China’s Greater Bay Area holds great potential for foreign market expansion as the opportunities are snowballing in this region. Meanwhile, our partners at FastLane Group have successfully expanded their business presence into Mainland China, located in Shenzhen. As they are keen to help companies with their China incorporation process, here is their complete guide to setting up a WFOE in China.
What you will learn from this article:
- What is WFOE?
- The incorporation process of a WFOE in China
2.1. Company Name Approval
2.2. Obtain Registered Office Address
2.3. Apply for Business License
2.4. Other Considerations
What is a WFOE?
Wholly Foreign-Owned Enterprise (WFOE) is the China-based business entity designated for non-Chinese enterprises to establish their limited liability company in China. Most importantly, it is the most favored investment vehicle for non-Chinese enterprises expanding the business to China. Although there are multiple company structures available to non-Chinese enterprises, setting up a WFOE is the most favored investment vehicle.
The incorporation process of a WFOE in China
Company Name Approval
The first step of your WFOE registration is to decide on an appropriate name. Above all, China maintains legislation that dictates specific requirements for a company name to be put into consideration.
Company names must incorporate the following:
- Administrative region name of the company's incorporation
- Brand name
- Industry or business the company is operating in
- The company name must include "Company Limited"
Chinese legislation outlines certain restrictions regarding what is not allowed in a company name or what may require special approval from government authorities. Generally, names that may mislead consumers or hinder fair competition, damage, or challenge Chinese national unity, policies, social ethics, culture, or religion are not allowed.
Additionally, the rules do not permit special characters and specific words that imply business operations in certain industries. For instance, banks or insurance companies may require special approval. Lastly, terms such as "China", "National", "State", or "International" also require special approval.
Obtain Registered Office Address in China
Before incorporating a WFOE in China, applicants must provide documentation stating that it has a registered office address where the business will operate. Subsequently, applicants should submit a document showing this registered address in the form of a copy of the lease contract or a property deed.
Current Chinese laws and regulations prohibit applicants from applying for China company formation when utilizing a virtual office as a registered office address.
Apply for Business License for your WFOE
Upon receiving approval for a WFOE name and obtaining a registered office address, applicants must obtain a business license from the local State Administration for Industry and Commerce (SAIC).

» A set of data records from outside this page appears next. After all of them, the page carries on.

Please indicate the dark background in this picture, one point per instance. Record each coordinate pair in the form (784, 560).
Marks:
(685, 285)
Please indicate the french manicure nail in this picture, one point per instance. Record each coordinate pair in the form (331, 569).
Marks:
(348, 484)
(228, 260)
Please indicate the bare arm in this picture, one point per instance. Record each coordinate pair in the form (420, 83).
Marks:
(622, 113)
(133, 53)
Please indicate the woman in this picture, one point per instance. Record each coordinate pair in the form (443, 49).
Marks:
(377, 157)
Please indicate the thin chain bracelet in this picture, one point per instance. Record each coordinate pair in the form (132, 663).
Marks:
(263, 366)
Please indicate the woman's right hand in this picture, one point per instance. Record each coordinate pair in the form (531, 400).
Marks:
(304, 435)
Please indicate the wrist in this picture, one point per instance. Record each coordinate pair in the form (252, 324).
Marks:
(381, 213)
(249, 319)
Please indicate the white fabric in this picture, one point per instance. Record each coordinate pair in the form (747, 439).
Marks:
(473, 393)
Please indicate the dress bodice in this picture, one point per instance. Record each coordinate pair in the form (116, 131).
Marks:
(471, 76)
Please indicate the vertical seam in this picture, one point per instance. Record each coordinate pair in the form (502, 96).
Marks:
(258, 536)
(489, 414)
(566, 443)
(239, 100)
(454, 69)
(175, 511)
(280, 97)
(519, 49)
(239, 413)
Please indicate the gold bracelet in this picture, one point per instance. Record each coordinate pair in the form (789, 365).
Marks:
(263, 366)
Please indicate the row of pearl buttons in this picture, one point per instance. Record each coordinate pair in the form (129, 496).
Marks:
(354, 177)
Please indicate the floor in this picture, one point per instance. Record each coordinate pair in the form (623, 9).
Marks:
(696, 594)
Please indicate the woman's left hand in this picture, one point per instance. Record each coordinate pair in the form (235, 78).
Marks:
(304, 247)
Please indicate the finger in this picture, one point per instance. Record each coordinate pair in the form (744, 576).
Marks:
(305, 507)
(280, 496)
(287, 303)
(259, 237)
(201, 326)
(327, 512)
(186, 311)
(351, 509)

To prepare for document submission, applicants must compile the following documentation:
- Documentation evidencing that their company name has been approved
- Proof a registered office address
- Business scope (the incorporated WFOE will only be able to conduct business activities the outlined business scope)
- Identity documents of the shareholders
- Evidence of registered capital injection
The location you incorporate your WFOE in will have considerable effects on your business operations. Different geographic regions in China may possess varying subsidies and initiatives to support start-ups and SMEs. Besides, these regions may offer different consumer markets for other specific industries.

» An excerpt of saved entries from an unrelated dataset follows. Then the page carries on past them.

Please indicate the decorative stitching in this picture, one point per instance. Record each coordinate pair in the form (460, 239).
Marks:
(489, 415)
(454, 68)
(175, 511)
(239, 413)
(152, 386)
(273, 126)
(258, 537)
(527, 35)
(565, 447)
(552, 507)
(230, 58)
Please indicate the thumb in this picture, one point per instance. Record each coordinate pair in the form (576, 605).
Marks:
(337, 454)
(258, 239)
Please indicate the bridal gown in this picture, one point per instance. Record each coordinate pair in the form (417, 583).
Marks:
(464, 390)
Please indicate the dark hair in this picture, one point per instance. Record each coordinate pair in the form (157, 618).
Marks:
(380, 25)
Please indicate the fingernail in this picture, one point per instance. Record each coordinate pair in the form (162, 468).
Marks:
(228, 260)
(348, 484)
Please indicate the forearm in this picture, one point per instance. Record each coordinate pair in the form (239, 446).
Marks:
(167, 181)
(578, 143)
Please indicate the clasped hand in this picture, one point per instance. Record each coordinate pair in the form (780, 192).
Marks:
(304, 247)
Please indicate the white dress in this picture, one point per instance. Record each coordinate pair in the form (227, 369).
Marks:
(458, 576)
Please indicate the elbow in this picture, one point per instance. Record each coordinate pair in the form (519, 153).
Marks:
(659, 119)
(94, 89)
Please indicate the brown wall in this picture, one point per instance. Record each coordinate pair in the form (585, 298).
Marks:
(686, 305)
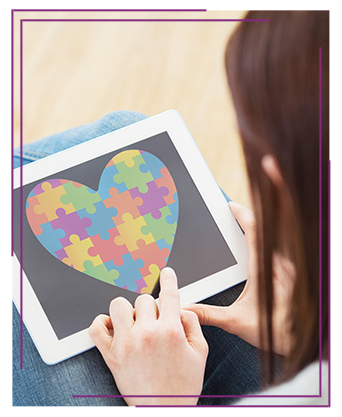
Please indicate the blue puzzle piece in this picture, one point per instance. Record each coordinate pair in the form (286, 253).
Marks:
(101, 220)
(128, 272)
(50, 238)
(107, 182)
(152, 164)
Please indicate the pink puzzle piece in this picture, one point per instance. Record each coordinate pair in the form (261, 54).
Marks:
(71, 224)
(151, 201)
(107, 249)
(123, 202)
(150, 254)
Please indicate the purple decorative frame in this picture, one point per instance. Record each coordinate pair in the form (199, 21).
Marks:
(21, 183)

We encourage applicants to take full advantage of these subsidies and incentives. Therefore, take your time to research which geographic region is most suitable to your firm and business intentions.
When drafting your WFOE's business scope, give careful attention to defining what business operations your WFOE will perform. The Chinese government maintains the right to prohibit or restrict your business activities if your business scope does not align with Chinese laws and regulations. To avoid any unnecessary complications upon the commencement of your business operations, make sure that your business scope aligns with your company's long-term goals.
There are no rules about the minimum amount of registered capital for a WFOE. However, we recommend that the initial investment is sufficient to support the WFOE's business activities proposal. Consequently, an adequate initial investment should allow the WFOE to operate in China for at least one year, without the risk of its insolvency for its operations.
FastLane initially published this article on November 27, 2019. Greenhouse has received permission from FastLane to distribute the content.